The outage in April, which knocked out such sites as Reddit and Foursquare, had raised questions about the future and maturity of cloud computing.
We are going to see more medium and large companies putting very significant amounts of their IT in the cloud going ahead, Adam Selipsky, vice president at Amazon Web Services (AWS), told Reuters in Bangalore, India.
AWS, the world's largest cloud-based service provider, has been a pioneer in the business, which offers computing power and storage remotely to enterprise clients.
The unit currently accounts for only about 2 percent of Amazon's revenues, but is expected to become the online retail giant's next billion-dollar business.

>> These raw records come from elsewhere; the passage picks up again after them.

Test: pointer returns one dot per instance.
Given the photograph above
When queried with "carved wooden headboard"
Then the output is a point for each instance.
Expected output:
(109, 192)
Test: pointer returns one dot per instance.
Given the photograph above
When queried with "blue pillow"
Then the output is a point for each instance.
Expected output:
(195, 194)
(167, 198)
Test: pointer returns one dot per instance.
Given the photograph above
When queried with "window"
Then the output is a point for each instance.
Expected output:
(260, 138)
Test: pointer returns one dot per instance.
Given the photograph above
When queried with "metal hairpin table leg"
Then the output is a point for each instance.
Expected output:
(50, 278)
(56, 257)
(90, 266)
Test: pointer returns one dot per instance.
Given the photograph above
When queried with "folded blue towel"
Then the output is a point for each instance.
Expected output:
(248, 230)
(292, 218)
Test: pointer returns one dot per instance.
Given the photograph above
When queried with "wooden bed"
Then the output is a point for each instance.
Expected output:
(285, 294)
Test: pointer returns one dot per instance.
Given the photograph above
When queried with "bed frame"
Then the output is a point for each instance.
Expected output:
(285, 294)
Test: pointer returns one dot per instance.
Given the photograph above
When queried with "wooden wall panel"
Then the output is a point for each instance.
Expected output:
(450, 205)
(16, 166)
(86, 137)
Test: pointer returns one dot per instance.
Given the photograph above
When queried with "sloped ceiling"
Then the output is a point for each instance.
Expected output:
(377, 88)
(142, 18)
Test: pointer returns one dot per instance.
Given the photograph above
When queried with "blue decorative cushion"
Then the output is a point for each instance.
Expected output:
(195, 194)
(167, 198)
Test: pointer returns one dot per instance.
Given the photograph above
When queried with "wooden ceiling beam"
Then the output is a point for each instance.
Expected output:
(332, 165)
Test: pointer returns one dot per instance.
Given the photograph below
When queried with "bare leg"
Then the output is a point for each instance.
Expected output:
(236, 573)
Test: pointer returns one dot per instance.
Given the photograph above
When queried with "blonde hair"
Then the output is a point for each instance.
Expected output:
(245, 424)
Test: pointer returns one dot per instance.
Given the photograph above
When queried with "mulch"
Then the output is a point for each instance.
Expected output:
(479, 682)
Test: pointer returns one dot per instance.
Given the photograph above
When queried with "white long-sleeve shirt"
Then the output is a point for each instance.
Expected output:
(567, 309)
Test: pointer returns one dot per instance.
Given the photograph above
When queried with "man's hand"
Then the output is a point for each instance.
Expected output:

Over the (next few) years you are going to see a lot of back-end enterprise applications moved to the cloud, said Selipsky, who was attending a summit organized by Nasscom, an Indian IT industry lobby group.
The Harvard Business School graduate, who joined AWS in 2005 from RealNetworks, said the outage in April made AWS try and separate the dependency on individual data centers by increasing their numbers and geographic spread.
The more the multiple availabilities, the higher the resilience ... that means that if a tornado hits one, it's not going to affect the other one.
AWS, which competes with the likes of Google's App Engine, Microsoft's Azure platform among several others, counts the U.S. space agency NASA, the U.S. Department of State, Siemens, Netflix and Nasdaq among its customers.
Amazon's cloud services are also seeing increased interest from customers in India, especially those who serve international markets, Selipsky said.
He said the business has managed to maintain margins despite lowering prices more than 15 times in the last four years.
We think the economics of AWS is very strong. A lot of tech companies have a strategy of having high prices and high margins- nothing wrong with that. It happens not to be our strategy.